Architects Journal editor Kieran Long
It should be no surprise that the most important advance in construction has turned out to be a piece of software. This is a nuts and bolts industry, but the thing that has changed the way that everyone in it works is the advance of IT, and the ability of consultants to draw faster, more accurately and communicate their ideas digitally.
It has changed very practical things. Many of us now spend most of our working day gazing at a screen. RSI is now an occupational hazard for mouse-wielding computer aided design (CAD) jockeys. There are fewer architects on the tube decapitating children with huge portfolio cases and drawing tubes.

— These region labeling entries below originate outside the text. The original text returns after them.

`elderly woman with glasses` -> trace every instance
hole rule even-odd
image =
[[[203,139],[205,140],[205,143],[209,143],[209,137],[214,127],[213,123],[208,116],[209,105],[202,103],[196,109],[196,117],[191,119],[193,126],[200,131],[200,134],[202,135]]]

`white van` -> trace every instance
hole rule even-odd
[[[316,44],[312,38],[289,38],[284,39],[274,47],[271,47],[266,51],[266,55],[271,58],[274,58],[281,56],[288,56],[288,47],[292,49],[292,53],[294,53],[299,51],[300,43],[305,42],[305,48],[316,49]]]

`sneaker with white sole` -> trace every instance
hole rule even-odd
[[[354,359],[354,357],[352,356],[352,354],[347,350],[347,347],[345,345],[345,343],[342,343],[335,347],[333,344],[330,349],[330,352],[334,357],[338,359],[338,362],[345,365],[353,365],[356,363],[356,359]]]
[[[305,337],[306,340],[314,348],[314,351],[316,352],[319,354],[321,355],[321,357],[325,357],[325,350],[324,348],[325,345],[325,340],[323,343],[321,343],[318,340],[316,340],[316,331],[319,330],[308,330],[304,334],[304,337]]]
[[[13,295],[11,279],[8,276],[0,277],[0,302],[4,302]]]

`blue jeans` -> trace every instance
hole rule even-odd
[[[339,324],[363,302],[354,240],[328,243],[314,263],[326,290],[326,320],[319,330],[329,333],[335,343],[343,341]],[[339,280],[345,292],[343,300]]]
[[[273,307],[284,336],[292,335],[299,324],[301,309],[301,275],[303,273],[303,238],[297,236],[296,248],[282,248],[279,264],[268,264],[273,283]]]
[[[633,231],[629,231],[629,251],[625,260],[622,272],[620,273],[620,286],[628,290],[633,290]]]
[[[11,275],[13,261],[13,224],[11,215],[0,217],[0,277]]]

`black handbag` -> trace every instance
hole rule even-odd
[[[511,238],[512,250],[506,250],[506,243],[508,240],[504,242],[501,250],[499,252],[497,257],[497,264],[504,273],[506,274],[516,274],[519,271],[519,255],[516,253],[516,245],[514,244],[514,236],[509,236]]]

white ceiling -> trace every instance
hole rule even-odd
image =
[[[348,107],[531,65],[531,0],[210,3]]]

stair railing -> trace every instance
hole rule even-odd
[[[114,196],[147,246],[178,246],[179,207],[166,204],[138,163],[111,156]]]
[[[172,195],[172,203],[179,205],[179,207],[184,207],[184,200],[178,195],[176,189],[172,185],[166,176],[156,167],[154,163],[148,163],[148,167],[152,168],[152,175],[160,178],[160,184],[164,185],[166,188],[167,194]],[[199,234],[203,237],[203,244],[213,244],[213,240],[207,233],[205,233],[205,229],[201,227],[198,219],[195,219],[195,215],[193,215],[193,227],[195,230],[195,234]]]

The rise of CAD has its most visible outcome in the increasingly implausible shapes dreamt up by starchitects and made possible by computers and the billions of calculations they can achieve each minute. In the last decade, that rapid advance has given rise to a sometimes worrying trend of architects believing ‘if you can imagine it, you can build it.’
In more pragmatic ways, CAD has led to more specialisation. There is still a divide in offices between the tech-literate younger members of staff, and partners and associates struggling with how they never really learned to use CAD to its extent. This is less and less the case, and the computer drawing as a medium to get from idea to building.
The rise of building information modelling will take this to a new level. With so-called 4D drawings integrating structure, services and design intentions, sharable between consultants and updating in real time, the future is a computer system seamlessly integrating the complex forces acting on the design process. Whether the human users can match this level of integration remains to be seen.